Great story. Enough said.

[1] Richard Bernhard Smith and Felix Bernard
[2] Tim Riter, Deep Down (Wheaton, Ill.: Tyndale House, 1995), 72.

It Is Beginning To look A Lot Like Christmas.

It’s beginning to look a lot like Christmas[1]
Everywhere you go
Take a look at the five and ten, it’s glistening once again
With candy canes and silver lanes that glow
It’s beginning to look a lot like Christmas
Toys in every store
But the prettiest sight to see is the holly that will be
On your own front door

This is an old song. There are few if any five and dime stores left. There are toys in almost every store. The bargains are advertised in all the media with loud and enticing commercials.
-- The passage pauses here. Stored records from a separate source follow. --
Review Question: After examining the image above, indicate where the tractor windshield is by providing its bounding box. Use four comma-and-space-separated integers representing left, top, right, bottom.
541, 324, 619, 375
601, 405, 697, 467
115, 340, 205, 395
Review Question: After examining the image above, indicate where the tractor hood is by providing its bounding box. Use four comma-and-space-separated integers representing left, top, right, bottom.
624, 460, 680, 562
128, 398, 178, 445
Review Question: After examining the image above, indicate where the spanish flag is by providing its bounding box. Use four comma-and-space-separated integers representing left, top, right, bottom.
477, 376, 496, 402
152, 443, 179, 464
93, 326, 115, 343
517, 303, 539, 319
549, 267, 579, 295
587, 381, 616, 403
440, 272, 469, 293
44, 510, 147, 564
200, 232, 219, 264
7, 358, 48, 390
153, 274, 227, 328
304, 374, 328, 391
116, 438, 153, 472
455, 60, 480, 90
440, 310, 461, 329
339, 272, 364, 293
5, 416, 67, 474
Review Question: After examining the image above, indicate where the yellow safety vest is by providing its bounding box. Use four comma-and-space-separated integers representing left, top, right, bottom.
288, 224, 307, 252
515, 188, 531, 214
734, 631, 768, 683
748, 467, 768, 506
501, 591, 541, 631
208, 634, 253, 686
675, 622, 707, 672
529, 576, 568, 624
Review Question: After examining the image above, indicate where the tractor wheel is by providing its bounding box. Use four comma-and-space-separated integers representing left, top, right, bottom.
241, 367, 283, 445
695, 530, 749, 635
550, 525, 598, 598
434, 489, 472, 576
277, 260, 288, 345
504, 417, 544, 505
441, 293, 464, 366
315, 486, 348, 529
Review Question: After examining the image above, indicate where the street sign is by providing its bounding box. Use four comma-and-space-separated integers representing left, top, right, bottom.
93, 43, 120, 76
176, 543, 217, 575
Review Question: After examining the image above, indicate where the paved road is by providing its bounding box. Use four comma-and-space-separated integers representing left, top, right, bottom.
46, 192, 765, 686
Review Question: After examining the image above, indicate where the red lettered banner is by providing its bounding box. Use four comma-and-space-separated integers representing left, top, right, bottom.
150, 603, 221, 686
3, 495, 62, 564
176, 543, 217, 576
Its beginning. It is the season of Christmas. The rush to buy a reduced-price present takes over even good judgement on Black Friday. The Monday after Thanksgiving is Cyber Monday when the internet will be crowded with Christmas shoppers.

Its beginning to look a lot like Christmas reminds us that Christmas is coming, and it is not about presents purchased with credit cards or cash. Christmas is coming and the greatest gift of all will be presented. It will be a child in a manger in Bethlehem.

Amid all the commercialism it is difficult to hear the bleating of sheep and goats that existed in the manger. The cries of a newborn boy are overwhelmed by popular Christmas songs. It is beginning to look a lot like Christmas. It is coming, but only if we pay attention to what will take place and not be overwhelmed by the present and the presents.

[1] Songwriters: Meredith Wilson It’s Beginning to Look a Lot Like Christmas lyrics © Kobalt Music Publishing Ltd.